KUWAIT CITY, Sept 13: A British institute stated that Kuwait will remain the least strict in the Gulf in raising interest rates, expecting further interest rate increases by the Central Bank of Kuwait, but it will not keep pace with the series of interest rate hikes from the US Federal Reserve, as the dinar is linked to a basket of undeclared currencies and not only the US dollar, reports Al-Qabas daily.

The Institute of Chartered Accountants in England and Wales (ICAEW) confirmed that due to the peg of the Gulf currencies to the dollar, monetary policies in the region do not tend to deviate from the path of the US Federal Reserve, expecting it to continue raising interest rates until early 2023.

Economy
The institute explained that the future outlook for the Middle East economy is still positive, despite the significant decline in global GDP growth and the rise in infl ation and interest rates, its fastest rate since 2011. “The strong outlook for the Gulf economies for this year is driven by higher oil production and investment spending and to a lesser extent by consumer and business spending,” the report said.

The institute pointed out that it has revised its forecast for oil prices for the current year, from $112 a barrel 3 months ago to $104 a barrel currently, and crude prices have fallen since the beginning of June and are now standing below $100 a barrel, noting that reaching an agreement in the Iranian nuclear negotiations may lead to more from low oil prices.

“Despite the drop in oil prices from the average of the second quarter of the current year, which is $113.5 per barrel,” the sources said, “the current prices of crude are still supportive of the Gulf public finances, and we still expect financial surpluses for the Gulf countries at 9.7% of the Gulf GDP, which is the highest level since 2012, as the Gulf financial surpluses in the current year will reduce government debt ratios compared to the gross domestic product.”

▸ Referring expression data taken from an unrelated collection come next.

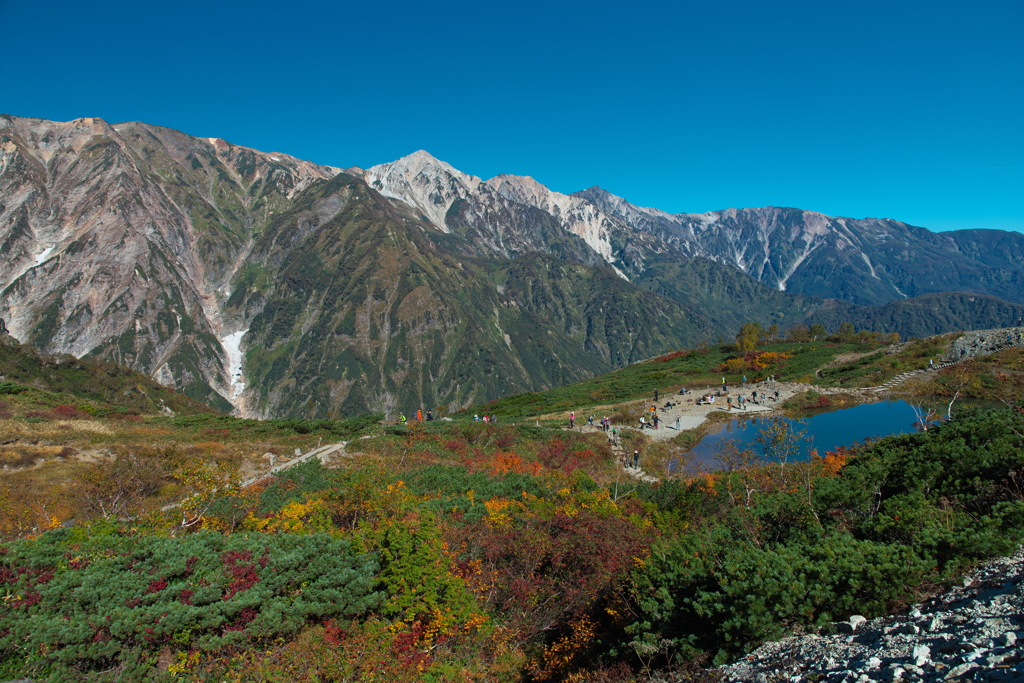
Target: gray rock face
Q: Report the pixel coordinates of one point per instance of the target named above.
(866, 261)
(969, 633)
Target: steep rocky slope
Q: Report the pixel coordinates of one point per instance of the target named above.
(866, 261)
(119, 241)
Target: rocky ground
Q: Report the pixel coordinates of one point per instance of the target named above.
(974, 632)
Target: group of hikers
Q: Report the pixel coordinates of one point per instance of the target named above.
(651, 420)
(419, 417)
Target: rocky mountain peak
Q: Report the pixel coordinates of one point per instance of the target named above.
(424, 182)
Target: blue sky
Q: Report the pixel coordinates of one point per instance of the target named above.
(911, 111)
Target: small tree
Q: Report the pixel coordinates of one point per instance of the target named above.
(799, 333)
(781, 440)
(749, 336)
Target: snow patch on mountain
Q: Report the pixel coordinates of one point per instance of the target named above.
(232, 349)
(577, 215)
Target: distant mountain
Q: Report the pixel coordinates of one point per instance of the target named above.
(271, 286)
(865, 261)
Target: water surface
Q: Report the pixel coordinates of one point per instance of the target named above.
(827, 430)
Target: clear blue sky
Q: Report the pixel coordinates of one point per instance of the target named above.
(911, 111)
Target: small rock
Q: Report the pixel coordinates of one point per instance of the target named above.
(960, 670)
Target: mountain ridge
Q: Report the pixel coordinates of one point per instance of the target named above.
(261, 283)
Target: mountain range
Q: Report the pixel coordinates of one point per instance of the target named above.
(272, 286)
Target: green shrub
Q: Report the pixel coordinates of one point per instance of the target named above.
(86, 603)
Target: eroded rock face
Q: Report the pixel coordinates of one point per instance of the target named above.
(969, 633)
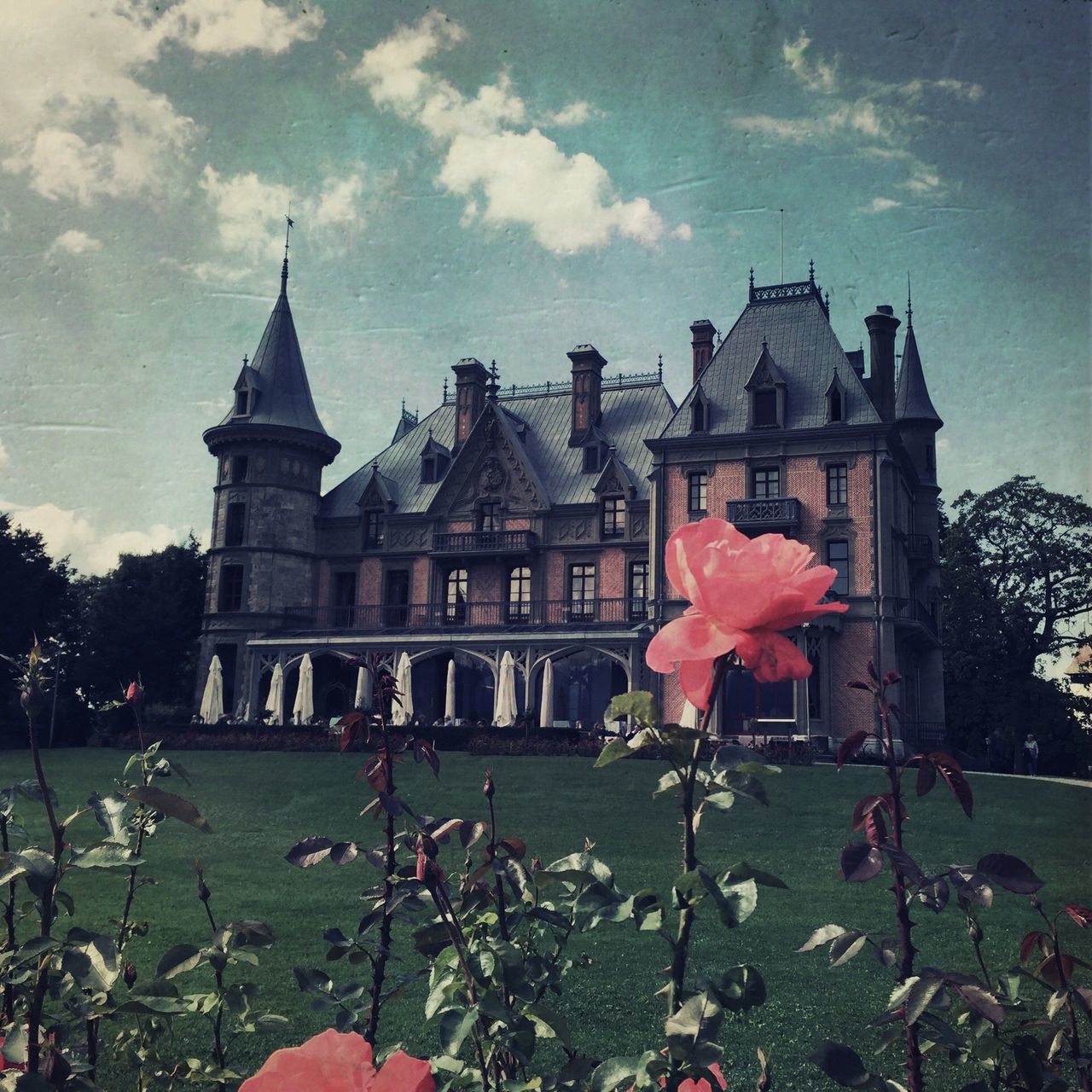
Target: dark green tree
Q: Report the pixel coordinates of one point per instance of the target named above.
(142, 623)
(1017, 569)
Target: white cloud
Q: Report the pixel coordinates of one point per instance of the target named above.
(873, 115)
(68, 534)
(78, 121)
(75, 242)
(506, 171)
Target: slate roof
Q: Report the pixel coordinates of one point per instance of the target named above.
(912, 400)
(629, 415)
(806, 353)
(284, 396)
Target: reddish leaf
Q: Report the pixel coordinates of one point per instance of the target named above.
(861, 862)
(1032, 942)
(1048, 970)
(1009, 873)
(950, 770)
(1080, 915)
(874, 830)
(926, 773)
(863, 807)
(851, 745)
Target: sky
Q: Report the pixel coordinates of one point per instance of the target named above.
(508, 180)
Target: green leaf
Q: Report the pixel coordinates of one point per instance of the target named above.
(639, 705)
(180, 959)
(615, 749)
(170, 805)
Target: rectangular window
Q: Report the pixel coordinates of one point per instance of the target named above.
(767, 482)
(582, 591)
(837, 484)
(638, 591)
(490, 515)
(230, 588)
(765, 409)
(614, 517)
(235, 525)
(373, 530)
(698, 492)
(344, 600)
(519, 593)
(455, 600)
(838, 558)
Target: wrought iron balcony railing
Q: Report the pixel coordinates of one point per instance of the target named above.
(474, 616)
(764, 512)
(483, 542)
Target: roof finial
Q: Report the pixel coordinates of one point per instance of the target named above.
(284, 268)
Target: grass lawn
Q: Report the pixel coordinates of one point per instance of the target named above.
(260, 804)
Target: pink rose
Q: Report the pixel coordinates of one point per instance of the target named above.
(743, 591)
(334, 1063)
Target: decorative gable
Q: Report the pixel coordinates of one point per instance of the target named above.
(492, 464)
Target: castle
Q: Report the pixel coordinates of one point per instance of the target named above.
(532, 521)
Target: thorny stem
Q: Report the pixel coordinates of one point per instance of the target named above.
(915, 1079)
(38, 997)
(379, 966)
(682, 946)
(1075, 1040)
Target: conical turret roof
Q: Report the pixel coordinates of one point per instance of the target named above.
(912, 400)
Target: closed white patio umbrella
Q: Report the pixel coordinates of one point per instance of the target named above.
(212, 700)
(274, 703)
(449, 698)
(403, 678)
(546, 710)
(503, 708)
(363, 689)
(304, 708)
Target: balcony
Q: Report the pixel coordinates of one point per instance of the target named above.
(483, 542)
(765, 514)
(542, 614)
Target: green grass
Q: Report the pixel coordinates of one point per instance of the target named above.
(260, 804)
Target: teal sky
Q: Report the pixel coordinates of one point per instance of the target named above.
(506, 180)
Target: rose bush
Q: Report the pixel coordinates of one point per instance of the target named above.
(741, 591)
(335, 1063)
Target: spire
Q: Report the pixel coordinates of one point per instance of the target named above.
(912, 402)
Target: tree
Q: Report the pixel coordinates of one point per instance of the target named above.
(1016, 572)
(142, 621)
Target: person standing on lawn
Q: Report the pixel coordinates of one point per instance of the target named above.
(1031, 756)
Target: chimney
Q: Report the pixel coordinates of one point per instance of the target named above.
(587, 386)
(701, 342)
(881, 327)
(471, 379)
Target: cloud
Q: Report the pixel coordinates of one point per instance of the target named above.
(78, 121)
(250, 218)
(70, 535)
(75, 242)
(881, 119)
(507, 171)
(881, 205)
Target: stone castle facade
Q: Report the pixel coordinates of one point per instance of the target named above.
(532, 521)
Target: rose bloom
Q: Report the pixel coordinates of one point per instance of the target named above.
(741, 591)
(334, 1063)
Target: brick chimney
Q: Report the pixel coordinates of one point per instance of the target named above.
(587, 388)
(701, 342)
(471, 379)
(881, 327)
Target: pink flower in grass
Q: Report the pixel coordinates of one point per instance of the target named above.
(743, 591)
(334, 1063)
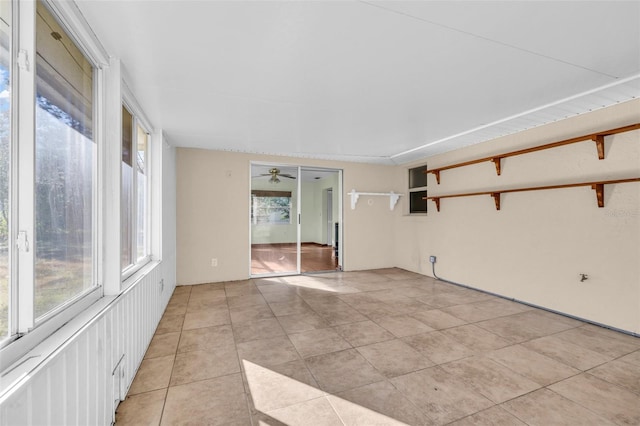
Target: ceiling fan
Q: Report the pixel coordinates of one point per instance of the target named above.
(274, 173)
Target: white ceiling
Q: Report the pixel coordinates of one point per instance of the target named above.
(383, 82)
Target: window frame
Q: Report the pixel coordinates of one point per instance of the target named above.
(138, 120)
(26, 331)
(414, 190)
(259, 193)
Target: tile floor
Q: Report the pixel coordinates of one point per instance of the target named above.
(383, 347)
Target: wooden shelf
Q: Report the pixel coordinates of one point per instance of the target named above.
(598, 138)
(597, 186)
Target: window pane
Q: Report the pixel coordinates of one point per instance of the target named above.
(126, 206)
(142, 177)
(418, 177)
(416, 203)
(64, 167)
(5, 161)
(271, 207)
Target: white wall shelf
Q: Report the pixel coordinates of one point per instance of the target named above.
(393, 197)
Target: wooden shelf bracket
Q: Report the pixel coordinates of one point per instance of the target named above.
(497, 161)
(496, 199)
(599, 140)
(597, 186)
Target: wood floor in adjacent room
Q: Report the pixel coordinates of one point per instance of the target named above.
(275, 258)
(383, 347)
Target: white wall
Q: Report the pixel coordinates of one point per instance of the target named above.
(213, 214)
(280, 233)
(314, 204)
(536, 246)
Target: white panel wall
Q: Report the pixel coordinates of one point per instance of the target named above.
(536, 246)
(75, 385)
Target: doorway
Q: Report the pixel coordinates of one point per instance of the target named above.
(294, 212)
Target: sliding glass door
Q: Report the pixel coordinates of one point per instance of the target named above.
(295, 215)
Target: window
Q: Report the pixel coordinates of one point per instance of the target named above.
(417, 189)
(51, 271)
(5, 163)
(270, 207)
(135, 193)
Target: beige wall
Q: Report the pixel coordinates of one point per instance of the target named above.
(213, 214)
(533, 249)
(536, 246)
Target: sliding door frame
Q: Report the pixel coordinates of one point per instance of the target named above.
(298, 213)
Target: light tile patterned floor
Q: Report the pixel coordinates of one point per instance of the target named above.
(383, 347)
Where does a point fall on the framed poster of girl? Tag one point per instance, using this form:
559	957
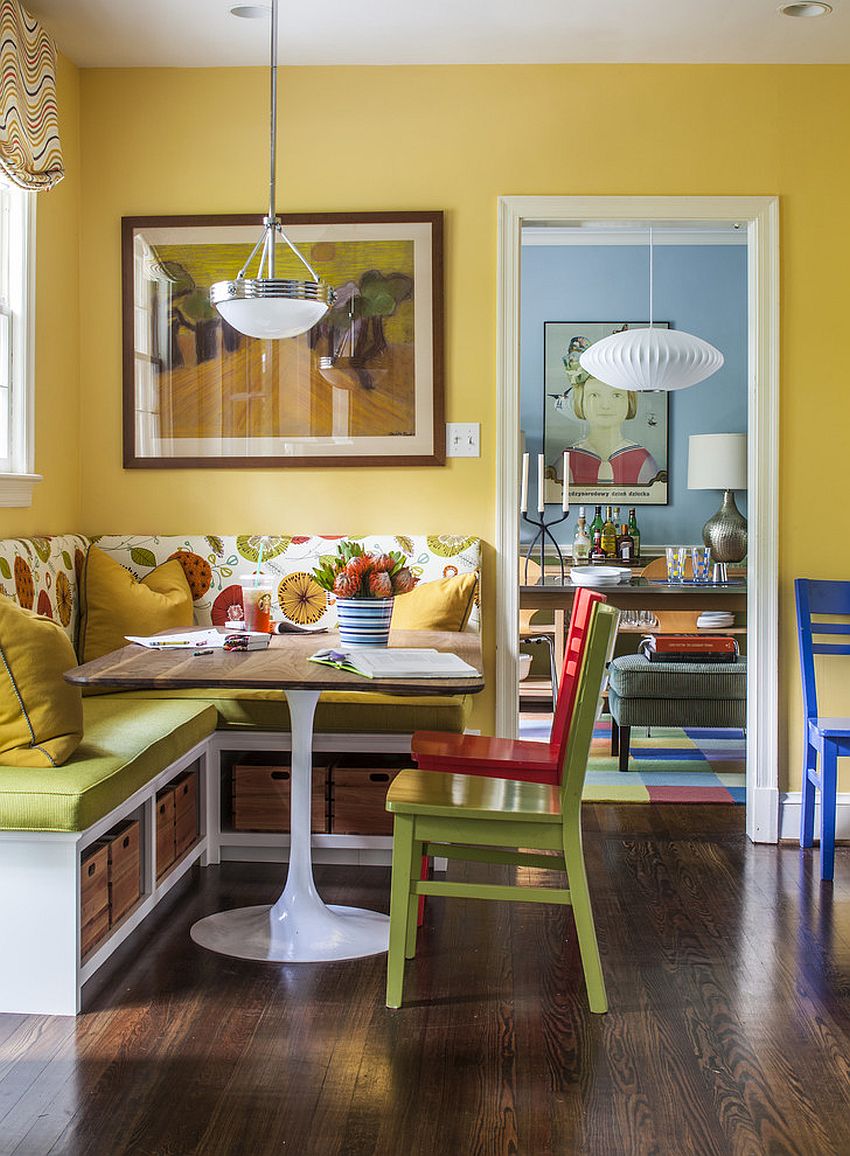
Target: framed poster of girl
616	438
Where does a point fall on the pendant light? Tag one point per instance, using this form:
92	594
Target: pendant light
651	360
268	306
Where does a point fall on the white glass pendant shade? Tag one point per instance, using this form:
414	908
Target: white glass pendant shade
651	360
268	317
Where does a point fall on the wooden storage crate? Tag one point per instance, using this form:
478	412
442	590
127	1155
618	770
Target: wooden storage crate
94	895
165	852
124	844
359	799
261	798
186	828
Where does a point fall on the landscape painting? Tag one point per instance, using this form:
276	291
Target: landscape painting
363	387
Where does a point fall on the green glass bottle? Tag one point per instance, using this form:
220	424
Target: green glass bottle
635	533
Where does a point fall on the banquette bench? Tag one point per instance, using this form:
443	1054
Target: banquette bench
138	746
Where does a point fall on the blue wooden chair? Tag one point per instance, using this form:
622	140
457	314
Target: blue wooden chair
827	739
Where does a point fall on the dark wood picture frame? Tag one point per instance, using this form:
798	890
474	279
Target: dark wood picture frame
428	394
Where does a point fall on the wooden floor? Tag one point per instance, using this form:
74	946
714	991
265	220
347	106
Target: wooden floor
729	978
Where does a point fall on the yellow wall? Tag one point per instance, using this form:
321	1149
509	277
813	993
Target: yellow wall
456	138
56	501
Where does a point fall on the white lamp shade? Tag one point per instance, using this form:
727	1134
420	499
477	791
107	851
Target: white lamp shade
717	461
271	317
645	360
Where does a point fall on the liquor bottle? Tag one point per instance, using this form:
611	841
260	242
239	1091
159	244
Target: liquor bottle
635	534
597	554
581	542
608	536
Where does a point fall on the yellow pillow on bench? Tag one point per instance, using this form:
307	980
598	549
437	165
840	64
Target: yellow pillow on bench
113	604
441	605
41	713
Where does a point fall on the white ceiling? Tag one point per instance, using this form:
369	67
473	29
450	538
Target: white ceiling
202	32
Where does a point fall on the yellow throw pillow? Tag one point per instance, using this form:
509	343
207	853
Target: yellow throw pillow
41	713
441	605
112	604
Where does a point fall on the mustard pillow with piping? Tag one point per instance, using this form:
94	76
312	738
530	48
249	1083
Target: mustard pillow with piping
442	605
41	713
115	604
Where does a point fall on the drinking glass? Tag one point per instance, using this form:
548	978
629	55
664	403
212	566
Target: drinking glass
675	563
701	560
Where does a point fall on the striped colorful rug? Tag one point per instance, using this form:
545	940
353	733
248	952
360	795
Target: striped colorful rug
667	765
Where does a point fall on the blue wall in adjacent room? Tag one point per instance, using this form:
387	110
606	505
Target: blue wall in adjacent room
699	288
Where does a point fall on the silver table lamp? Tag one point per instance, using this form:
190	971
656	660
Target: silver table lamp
718	461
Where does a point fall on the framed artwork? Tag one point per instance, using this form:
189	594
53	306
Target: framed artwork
364	387
616	438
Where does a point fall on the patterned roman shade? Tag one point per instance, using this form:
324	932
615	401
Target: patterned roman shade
30	154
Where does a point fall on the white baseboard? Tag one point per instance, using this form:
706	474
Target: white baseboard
790	803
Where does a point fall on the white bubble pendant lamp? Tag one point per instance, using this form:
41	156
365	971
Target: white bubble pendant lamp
270	306
651	360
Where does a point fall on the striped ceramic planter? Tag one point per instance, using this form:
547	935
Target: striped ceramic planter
364	621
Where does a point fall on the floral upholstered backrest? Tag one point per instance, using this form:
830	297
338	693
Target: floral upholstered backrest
213	565
43	575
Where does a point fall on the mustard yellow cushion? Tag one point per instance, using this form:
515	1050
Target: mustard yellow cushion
112	604
441	605
41	713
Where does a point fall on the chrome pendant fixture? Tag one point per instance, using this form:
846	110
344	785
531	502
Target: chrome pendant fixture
651	360
266	305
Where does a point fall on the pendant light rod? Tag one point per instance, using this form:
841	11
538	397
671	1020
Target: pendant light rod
273	134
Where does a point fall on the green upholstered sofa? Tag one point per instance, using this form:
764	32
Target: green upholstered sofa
133	743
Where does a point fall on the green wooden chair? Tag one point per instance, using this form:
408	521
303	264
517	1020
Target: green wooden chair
470	817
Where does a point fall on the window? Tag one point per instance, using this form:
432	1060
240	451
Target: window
16	345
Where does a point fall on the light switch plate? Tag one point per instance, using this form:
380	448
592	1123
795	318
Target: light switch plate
463	439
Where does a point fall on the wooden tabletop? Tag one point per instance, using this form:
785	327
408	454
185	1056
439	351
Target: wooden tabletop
283	666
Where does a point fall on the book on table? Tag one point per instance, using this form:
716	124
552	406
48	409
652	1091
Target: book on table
397	662
689	649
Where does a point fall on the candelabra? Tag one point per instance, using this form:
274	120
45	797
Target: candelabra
544	531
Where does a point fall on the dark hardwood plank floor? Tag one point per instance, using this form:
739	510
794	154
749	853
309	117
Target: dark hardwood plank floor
729	978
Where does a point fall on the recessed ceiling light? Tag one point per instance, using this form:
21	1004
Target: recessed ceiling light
812	8
259	12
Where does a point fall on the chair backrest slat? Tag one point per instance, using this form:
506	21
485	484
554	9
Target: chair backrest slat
573	657
589	697
819	597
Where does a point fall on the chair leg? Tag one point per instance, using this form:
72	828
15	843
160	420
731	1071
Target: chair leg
413	904
810	765
625	747
583	916
403	868
829	775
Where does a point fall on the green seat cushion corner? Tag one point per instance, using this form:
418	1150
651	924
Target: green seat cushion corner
125	743
339	712
416	792
634	676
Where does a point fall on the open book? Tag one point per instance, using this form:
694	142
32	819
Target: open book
397	662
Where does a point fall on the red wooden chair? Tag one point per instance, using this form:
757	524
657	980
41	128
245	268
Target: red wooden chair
514	758
517	758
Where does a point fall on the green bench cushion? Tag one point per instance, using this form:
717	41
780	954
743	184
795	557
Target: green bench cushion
634	676
125	743
687	712
338	712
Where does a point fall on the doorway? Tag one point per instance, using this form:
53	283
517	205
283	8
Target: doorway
759	219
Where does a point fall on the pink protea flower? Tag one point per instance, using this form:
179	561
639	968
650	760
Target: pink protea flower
404	582
381	584
346	585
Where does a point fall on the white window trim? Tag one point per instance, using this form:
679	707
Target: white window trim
16	484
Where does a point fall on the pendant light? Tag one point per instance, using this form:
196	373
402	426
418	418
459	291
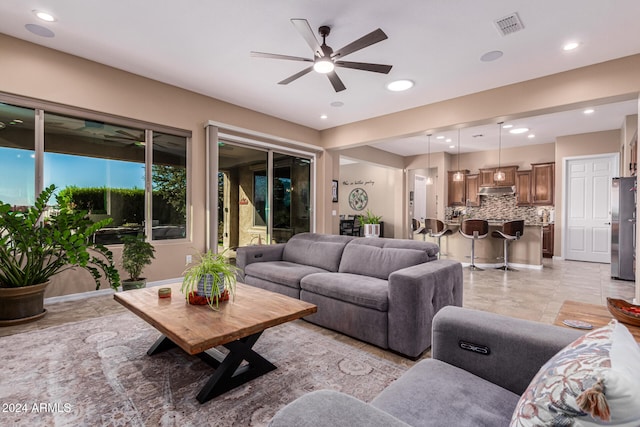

The British Institute confirmed that the Gulf countries maintain significant financial savings with breakeven prices below $80 per barrel (according to the International Monetary Fund) in all countries in the region except Bahrain, indicating that economic growth across the region will remain supported in the coming quarters.

The ICAEW pointed out that economic indicators that measure nonoil performance in the region indicate continued strength even as inflation continues to rise, indicating that inflation in the Gulf countries is still expected to reach 3.1% this year before slowing to 2.7% next year. The nonoil GDP of the Gulf states is expected to expand by 4.4% this year. The report concluded saying, “the latest inflation data for many Gulf countries is consistent with our view that inflation pressures in the region have peaked and will decrease further in the future.

Inflation slowed in Kuwait, Qatar and Oman last July thanks to lower food prices and rose slightly in Bahrain and Saudi Arabia.” The report stated that the tourism and travel activity in the Gulf countries will gain strong momentum in the third quarter of this year, ignoring the impact of the depreciation of regional currencies against the dollar. It is expected that the region will witness a revival of travel to it with the support of Qatar’s organization of the FIFA World Cup, where Doha hopes to receive 1.5 million visitors to participate in its activities.